The multi-layered, active fungal cell wall is made up of proteins and polysaccharides. The inner skeletal layer of chitin and β-glucan form the exoskeleton of the cell and maintains cell shape, rigidity, and turgor pressure. The outer layer of the cell wall is formed of glycosylated mannoproteins, which provide specific cell functions like adhesion and invasion. The composition of the cell wall varies from species to species. When the cell wall is under stress, several transcriptional pathways mount defensive reactions. A core set of cell wall biosynthesis genes are upregulated when the Protein Kinase C (PKC) signaling pathway, which is triggered by the Cell Wall Integrity (CWI) pathway as well as additional pathways like the HOG1 and calcium-calcineurin pathway, is active through membrane receptors. Histone modifications and transcription factors can control how genes are expressed at the transcriptional level. Non-coding RNAs, upstream open reading frames, RNA binding proteins, mRNA localization factors, and mRNA decay machinery can control gene expression post-transcriptionally. There is a lack of knowledge regarding the regulation of cell wall biosynthesis due to the role of post-transcriptional regulation, despite the wealth of information provided by global transcriptional approaches on how genes involved in cell wall biogenesis are differentially regulated in response to various growth and stress conditions.

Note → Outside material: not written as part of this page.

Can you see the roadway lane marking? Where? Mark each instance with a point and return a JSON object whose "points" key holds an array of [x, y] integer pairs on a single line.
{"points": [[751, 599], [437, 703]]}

Alterations to virulence, immunological recognition, and cell wall biosynthesis will occur as a result of the deletion of crucial regulatory units. Deletion of RNA binding proteins involved in the control of cell wall production causes morphological abnormalities, which reduce pathogenicity since cell wall remodeling is necessary for fungal morphogenesis. Aberrant cell wall production can also result in increased PAMP exposure, which can increase Dectin-1 dependent recognition of β-glucan and promote pathogen clearance, similar to what happens when numerous glycosyltransferases are deleted. According to recent advances in crosslinking and proteomic methods, around a sixth of the genome's encoded proteins bind RNA, the majority of which are probably involved in post-transcriptional gene regulation. There is currently little understanding of the functions orthologues of these regulatory proteins perform in pathogenic or filamentous fungus since practically all published information on fungal RNA binding proteins is from S. cerevisiae.

We believe that filamentous fungus will have unique RNA-binding proteins that are lacking from S. cerevisiae since they have bigger genomes than yeasts do. Therefore, the significance posttranscriptional regulation plays in cell wall biosynthesis and pathogenicity in fungi is currently greatly underestimated. Genetic screens may be used to find RBPs that have an impact on cell walls, proliferation, and virulence. This paper makes the case that RBPs should be followed up on in similar screening procedures much like transcription factors, protein kinases, and other "usual suspects." RBPs can benefit from in-depth follow-up using molecular genetics, cell biology, structural biology, and other fields of biology.

Characterizing protein interaction partners, in particular, will shed light on the operation and control of RBPs. Beyond looking for symptoms of whole-gene deletions, planned alterations to RNAbinding domains and phosphorylation sites will probably be particularly instructive given that RBPs bind RNA and are frequently controlled by kinases. In conclusion, there is a lot of room for further research into the roles that RNA-binding proteins and localized translation play in fungus. Major findings are probably still to come on the many roles played by post-transcriptional regulation in the regulation of cell walls, environmental responses, and host evasion.